Voltei para Portugal em 2017, depois de ter morado durante dez anos em Macau e, desde então, sinto sempre que vivo entre estes dois lados do mundo.
Mas, agora que muitos chegam de Macau — pelas mudanças político-sociais da terra, e pela gestão da pandemia de COVID-19 que fechou a cidade numa bolha durante três anos — dou por mim a recordar-me desses primeiros anos de regresso a Portugal e do turbilhão que foram.

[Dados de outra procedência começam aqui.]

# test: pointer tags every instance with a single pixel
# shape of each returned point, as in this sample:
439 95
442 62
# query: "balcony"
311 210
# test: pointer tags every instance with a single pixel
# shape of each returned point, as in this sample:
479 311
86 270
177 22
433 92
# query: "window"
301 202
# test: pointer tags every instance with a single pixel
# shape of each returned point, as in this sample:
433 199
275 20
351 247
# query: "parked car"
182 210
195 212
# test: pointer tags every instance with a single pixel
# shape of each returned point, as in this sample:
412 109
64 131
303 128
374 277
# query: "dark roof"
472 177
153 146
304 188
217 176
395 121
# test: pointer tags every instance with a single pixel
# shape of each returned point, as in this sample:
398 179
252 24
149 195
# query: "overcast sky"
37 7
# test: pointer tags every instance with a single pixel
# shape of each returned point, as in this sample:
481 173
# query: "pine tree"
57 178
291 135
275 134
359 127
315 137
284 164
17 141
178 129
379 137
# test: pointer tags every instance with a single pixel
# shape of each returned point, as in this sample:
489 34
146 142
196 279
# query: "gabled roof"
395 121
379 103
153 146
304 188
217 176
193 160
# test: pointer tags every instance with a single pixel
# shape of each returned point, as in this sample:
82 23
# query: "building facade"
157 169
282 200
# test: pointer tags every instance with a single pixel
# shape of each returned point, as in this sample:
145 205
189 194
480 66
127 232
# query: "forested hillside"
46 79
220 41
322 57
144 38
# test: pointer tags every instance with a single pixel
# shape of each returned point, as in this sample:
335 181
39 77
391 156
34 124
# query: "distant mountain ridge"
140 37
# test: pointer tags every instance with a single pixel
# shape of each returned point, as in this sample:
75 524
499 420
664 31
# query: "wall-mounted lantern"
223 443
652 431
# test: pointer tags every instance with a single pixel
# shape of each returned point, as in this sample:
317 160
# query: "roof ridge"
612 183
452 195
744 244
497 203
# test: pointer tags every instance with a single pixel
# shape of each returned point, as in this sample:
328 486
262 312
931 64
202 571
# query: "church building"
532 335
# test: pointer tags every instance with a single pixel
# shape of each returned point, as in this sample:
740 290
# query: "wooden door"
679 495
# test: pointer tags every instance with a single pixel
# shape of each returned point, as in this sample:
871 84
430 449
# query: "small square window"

Quando cá cheguei, não tive oportunidade de me sentir uma “estrangeira”, já que fui forçada a adaptar-me com muita rapidez. Trazia comigo uma criança de dois anos, que nunca cá tinha vivido, aceitei um trabalho que pouco tinha a ver com as funções que tinha desempenhado em anos anteriores e acabei por, rapidamente, começar a conviver com as pessoas de cá.
Passei a ir todos os dias ao escritório e, quanto mais lá ia, mais desenquadrada me sentia. Os meus colegas, sempre extremamente simpáticos e acolhedores, falavam sobre as coisas do dia a dia e sobre o trabalho em Portugal, mas eu vinha com outras referências: pessoais, familiares e profissionais.
Tinha acabado de chegar do outro lado do mundo, passado por um dos piores tufões de sempre de Macau (o Hato) e trazia comigo uma criança pequena para um novo início aqui. A minha própria vida era um tufão.
Fiz um esforço para interagir e participar dessas conversas, mas fui percebendo que todas as minhas intervenções começavam com “lá em Macau” e, aos poucos, fui tentando eliminar essa introdução. Na realidade, esse “lá em Macau” mais não era do que reflexo da minha necessidade em estabelecer um termo de comparação, na esperança de me sentir mais familiarizada com tudo. Aos poucos, percebi que esse “lá em Macau” me impedia de viver o dia a dia aqui, por completo — até porque lá era lá, e cá é cá.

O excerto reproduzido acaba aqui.